With the first cut ready, we are holding our breath for the comments and impression of the handful of first viewers we have secured. Among them are producers, directors, anthropologists, journalists, and humanities scholars. We expect the comments to help us move onwards: decide how to revise, what form and scale of an outreach to plan, and, possibly, what sorts of affiliations to seek out with film institutes, producers, and distributors.
The first cut, in other words, was a hard-won achievement but it also feels as if we have stepped out onto a threshold. Only now we may know what is the potential of the story we have (or could) make. Can it travel internationally?
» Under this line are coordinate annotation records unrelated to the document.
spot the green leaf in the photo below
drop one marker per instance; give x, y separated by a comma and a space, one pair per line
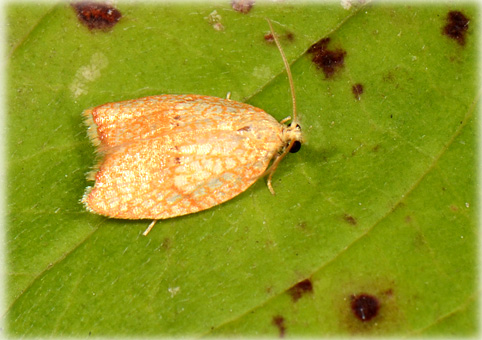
380, 200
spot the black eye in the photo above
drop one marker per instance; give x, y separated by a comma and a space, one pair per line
296, 147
Might the film be fit for the festivals or is it, rather, more suitable for a more modest but, nonetheless, public broadcast, including on our web page.
In this report, I am bracketing some very substantive concerns and questions we have about our storyline, about the portrayal of the characters, and, indeed, about the “end times” atmosphere we’re depicting. Suffice to say that, I suspect, much work remains to be done if the film is to shape up and travel well. I plan on applying for additional film funds in order to secure financing for the remainder of the post-production and distribution process. I have been awarded a fellowship for 2022 with the Independent Social Research Foundation (ISFR) and an affiliation with Max Planck Institute for the History of Science in Berlin. These awards will not only sustain me as an independent academic but will also ensure that our village studio is up and running and that the film is enjoying our full attention through the end of the year. While the film’s future is being worked out, I will take the news of its making on the road. Giving talks on the subject of the research project itself (the book by the same title is due to be published by IUP in the Fall of 2023) and showing film excerpts, I will carry on telling the story about the bees weathering the treacherous times on our planet.